Mayer cut him off quickly: “I don’t want to hear it. . . . That body was bruised almost head to toe.”
It seemed to dawn suddenly on Ranschau that this was not going as he thought it would, when even the prosecutor who was obviously not buying his story had asked for 60 days of jail time.
He was going to be sentenced to two years in the state penitentiary, Mayer told him.
Ranschau seemed visibly shaken. His right arm, propped on the defense table, began to tremble.
Ranschau had violated court orders, she told him “What are you, almost 40?” He nodded.
“For you to say, ‘We both got mad and so I left.’ You left after you beat the crap out of her. Look how little she is, and you are good-sized. You said ‘She bit me.’ Well, I would have bit you too. This is unacceptable.”
He had a history of assault, Mayer told Ranschau.
“You are almost 40 years old and you continue to exhibit; this kind of violence.”
In his interviews with court services for his pre-sentence investigation, he continued to blame the victim of his attacks, Mayer said.
“She had to take time off work so people wouldn’t see how badly bruised she was,” Mayer told Ranschau. “Nobody should have to live through this kind of fear.”
She ordered him to pay more than $2,000 in restitution to the woman he had admitted assaulting.
Mayer then changed her tone, and told Ranschau that she could see he was a good worker and had children he wanted to support. She urged him to take advantage of programs available in prison.

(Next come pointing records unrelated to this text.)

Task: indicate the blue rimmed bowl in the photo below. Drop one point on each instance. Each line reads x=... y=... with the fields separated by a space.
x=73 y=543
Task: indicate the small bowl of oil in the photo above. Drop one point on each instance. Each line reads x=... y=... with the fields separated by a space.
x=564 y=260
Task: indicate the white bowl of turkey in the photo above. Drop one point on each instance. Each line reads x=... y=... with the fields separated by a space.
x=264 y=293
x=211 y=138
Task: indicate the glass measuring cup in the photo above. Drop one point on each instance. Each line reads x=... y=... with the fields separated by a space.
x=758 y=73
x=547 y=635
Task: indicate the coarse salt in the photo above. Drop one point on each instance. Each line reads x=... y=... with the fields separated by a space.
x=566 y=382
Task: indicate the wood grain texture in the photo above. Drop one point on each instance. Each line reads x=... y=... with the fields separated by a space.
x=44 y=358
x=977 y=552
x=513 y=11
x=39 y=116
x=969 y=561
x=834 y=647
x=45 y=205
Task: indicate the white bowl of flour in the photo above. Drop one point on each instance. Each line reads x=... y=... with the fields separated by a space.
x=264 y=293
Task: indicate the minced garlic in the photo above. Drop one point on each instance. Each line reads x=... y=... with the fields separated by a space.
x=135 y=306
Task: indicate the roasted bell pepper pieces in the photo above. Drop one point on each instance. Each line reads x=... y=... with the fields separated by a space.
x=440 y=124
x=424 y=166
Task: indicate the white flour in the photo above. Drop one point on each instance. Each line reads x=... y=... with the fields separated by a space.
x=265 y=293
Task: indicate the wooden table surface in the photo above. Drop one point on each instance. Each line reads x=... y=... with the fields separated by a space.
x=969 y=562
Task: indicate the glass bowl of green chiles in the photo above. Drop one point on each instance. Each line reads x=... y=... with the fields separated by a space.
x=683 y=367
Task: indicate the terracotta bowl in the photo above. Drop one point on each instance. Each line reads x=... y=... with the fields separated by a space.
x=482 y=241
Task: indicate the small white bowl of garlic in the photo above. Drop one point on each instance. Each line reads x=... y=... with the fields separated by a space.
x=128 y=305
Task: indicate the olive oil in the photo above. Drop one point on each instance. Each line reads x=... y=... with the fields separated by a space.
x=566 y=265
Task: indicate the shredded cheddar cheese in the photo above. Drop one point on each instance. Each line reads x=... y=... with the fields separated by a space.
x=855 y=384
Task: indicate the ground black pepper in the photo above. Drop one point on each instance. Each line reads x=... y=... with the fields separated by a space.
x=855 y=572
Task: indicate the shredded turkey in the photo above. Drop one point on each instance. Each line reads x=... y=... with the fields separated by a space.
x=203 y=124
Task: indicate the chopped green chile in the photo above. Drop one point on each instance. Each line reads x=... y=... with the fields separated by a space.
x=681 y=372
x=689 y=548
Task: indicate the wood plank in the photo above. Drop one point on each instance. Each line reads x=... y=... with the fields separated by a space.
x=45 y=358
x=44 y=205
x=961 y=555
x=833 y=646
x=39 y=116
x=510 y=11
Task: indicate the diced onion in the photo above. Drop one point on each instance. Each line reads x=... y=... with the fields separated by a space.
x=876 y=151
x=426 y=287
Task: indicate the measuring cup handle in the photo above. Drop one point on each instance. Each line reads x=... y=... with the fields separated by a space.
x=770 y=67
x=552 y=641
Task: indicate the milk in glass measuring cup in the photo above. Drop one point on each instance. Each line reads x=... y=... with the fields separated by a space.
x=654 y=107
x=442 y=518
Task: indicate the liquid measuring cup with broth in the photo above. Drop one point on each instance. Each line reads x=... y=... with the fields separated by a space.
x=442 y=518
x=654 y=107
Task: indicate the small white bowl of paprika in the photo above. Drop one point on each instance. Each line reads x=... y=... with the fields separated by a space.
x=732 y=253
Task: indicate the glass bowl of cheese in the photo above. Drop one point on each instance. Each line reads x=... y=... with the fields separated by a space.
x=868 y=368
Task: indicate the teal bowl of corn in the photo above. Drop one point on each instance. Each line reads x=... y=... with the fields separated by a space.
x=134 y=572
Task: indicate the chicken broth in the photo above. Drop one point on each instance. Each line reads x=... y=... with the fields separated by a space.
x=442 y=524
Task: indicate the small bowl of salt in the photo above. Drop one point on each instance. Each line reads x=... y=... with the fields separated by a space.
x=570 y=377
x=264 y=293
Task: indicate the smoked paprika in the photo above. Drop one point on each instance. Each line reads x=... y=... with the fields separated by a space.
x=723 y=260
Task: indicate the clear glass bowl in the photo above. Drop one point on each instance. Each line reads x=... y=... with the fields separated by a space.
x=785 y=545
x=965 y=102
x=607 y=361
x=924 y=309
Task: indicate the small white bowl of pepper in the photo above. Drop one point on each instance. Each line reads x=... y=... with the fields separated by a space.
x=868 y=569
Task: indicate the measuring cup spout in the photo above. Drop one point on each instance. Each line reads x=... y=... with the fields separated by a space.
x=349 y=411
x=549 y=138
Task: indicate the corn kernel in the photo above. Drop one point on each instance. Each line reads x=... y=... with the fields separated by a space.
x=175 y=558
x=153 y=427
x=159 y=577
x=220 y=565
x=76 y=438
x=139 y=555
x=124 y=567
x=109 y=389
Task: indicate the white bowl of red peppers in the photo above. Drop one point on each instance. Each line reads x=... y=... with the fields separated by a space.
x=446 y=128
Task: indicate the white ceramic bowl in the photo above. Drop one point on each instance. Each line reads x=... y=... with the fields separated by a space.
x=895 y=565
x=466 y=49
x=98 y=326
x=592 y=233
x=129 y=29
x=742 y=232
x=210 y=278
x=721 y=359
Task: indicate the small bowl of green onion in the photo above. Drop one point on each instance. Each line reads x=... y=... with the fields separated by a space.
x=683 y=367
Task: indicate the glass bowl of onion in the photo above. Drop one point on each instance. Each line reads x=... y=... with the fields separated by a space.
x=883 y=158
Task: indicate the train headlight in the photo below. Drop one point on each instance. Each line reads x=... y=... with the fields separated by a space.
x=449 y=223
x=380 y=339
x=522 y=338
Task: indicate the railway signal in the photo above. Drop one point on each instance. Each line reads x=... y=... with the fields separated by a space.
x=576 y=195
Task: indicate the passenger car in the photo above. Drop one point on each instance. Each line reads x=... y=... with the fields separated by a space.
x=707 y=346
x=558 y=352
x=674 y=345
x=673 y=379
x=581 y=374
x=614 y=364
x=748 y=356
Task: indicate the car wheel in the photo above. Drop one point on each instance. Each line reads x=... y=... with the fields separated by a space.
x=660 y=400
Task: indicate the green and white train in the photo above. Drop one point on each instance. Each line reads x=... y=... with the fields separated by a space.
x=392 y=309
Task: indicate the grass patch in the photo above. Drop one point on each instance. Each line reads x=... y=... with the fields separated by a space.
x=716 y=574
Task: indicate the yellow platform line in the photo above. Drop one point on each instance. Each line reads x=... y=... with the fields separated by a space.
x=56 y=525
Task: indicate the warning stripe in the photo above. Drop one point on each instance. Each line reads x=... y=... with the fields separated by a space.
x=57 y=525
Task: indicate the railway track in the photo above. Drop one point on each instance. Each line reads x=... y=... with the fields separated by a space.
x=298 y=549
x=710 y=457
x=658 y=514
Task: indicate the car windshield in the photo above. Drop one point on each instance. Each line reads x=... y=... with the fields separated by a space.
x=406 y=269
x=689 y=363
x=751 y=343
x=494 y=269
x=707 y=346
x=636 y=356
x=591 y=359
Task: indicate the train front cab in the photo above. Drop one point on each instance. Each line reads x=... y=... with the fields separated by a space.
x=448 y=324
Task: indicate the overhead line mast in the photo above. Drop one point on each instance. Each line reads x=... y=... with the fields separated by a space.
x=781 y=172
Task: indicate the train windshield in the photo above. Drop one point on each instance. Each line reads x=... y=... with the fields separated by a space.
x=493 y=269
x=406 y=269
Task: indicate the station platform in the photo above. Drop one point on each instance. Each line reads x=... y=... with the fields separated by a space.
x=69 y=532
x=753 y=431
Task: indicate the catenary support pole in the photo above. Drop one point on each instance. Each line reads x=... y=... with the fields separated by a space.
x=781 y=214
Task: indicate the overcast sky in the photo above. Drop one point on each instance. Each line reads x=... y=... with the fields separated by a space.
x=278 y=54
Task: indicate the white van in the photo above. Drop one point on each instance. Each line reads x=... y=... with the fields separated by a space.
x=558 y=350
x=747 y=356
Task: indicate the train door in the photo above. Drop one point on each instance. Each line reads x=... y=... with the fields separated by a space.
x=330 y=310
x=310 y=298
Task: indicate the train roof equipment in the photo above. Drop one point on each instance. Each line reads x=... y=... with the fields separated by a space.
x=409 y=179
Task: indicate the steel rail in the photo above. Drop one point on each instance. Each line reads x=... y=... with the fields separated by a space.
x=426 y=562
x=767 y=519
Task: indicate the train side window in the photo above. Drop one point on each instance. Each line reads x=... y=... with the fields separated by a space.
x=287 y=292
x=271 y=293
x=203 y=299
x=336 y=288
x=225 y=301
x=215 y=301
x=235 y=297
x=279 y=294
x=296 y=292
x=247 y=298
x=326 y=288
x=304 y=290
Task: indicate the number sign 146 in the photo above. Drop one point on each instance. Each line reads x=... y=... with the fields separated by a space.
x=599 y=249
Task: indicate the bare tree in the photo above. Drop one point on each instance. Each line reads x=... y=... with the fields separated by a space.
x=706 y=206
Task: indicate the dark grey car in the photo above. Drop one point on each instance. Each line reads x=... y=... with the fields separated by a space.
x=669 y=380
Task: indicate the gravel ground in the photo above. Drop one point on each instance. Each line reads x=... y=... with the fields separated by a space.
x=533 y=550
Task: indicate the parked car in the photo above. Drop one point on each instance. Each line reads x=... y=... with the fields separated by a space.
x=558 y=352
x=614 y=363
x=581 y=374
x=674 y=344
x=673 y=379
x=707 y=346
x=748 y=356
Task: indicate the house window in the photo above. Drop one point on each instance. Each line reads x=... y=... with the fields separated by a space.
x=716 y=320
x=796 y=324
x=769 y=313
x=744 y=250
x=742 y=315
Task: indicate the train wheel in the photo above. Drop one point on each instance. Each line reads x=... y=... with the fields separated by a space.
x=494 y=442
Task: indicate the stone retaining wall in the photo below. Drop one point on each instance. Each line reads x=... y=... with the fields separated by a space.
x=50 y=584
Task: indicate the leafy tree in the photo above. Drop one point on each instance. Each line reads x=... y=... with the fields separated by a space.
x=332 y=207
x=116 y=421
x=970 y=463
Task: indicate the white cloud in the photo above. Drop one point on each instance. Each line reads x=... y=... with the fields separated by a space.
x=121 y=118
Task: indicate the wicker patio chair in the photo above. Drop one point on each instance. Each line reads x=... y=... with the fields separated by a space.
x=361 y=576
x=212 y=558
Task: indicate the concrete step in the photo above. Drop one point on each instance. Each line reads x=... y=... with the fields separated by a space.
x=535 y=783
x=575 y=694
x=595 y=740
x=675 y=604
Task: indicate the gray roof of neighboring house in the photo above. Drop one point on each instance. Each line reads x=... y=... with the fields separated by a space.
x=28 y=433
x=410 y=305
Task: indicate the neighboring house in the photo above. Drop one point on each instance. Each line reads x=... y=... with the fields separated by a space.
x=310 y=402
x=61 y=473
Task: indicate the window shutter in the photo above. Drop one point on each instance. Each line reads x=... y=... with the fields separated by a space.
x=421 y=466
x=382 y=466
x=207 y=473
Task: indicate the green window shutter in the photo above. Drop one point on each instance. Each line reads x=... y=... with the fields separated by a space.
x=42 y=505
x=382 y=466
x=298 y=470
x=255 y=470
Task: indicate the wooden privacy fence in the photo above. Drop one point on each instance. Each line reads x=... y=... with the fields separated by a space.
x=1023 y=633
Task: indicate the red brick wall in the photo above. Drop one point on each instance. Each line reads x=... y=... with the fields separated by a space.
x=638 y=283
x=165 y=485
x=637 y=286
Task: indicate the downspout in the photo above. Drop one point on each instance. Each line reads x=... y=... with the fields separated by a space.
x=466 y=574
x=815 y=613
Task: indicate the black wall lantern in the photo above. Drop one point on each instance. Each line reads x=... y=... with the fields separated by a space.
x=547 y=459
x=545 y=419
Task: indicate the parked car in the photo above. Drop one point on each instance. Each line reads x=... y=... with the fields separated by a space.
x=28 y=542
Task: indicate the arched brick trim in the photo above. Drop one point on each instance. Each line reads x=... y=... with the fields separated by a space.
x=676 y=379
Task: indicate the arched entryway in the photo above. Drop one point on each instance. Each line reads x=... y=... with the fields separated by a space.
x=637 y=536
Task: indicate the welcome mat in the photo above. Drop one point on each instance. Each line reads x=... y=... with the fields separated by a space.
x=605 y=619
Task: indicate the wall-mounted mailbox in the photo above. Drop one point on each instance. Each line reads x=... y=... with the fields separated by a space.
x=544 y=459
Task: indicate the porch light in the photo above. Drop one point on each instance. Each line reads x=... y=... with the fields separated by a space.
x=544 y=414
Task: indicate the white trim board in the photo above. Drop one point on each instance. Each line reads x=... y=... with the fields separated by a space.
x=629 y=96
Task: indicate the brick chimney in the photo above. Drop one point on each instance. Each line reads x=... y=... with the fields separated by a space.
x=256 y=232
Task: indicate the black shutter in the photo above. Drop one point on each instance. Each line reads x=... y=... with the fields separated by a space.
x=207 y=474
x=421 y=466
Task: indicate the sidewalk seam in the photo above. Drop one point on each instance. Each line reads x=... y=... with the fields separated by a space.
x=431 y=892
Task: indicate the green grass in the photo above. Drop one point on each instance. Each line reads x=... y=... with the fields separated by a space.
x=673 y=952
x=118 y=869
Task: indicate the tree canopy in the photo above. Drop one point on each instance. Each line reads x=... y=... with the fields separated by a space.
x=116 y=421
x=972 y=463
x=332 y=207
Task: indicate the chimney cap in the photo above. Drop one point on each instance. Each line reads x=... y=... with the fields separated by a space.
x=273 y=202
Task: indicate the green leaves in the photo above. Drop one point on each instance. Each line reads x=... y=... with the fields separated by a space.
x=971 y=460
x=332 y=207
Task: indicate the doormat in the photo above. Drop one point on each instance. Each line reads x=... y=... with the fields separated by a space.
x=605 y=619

“I wish you well. You will come up for parole . . . I really want you to get a job.”
Under state sentencing guidelines, with his lack of a serious criminal history, Ranschau should be eligible for parole after a year or less behind bars.
She ordered him remanded to jail to await transfer to the prison in Sioux Falls.
A deputy handcuffed him and led him to the jury box to await a ride to the Hughes County Jail.
Ranschau seemed stunned. He turned his chair toward the wall and looked down without moving for 10 minutes or so before he was led out of the courtroom.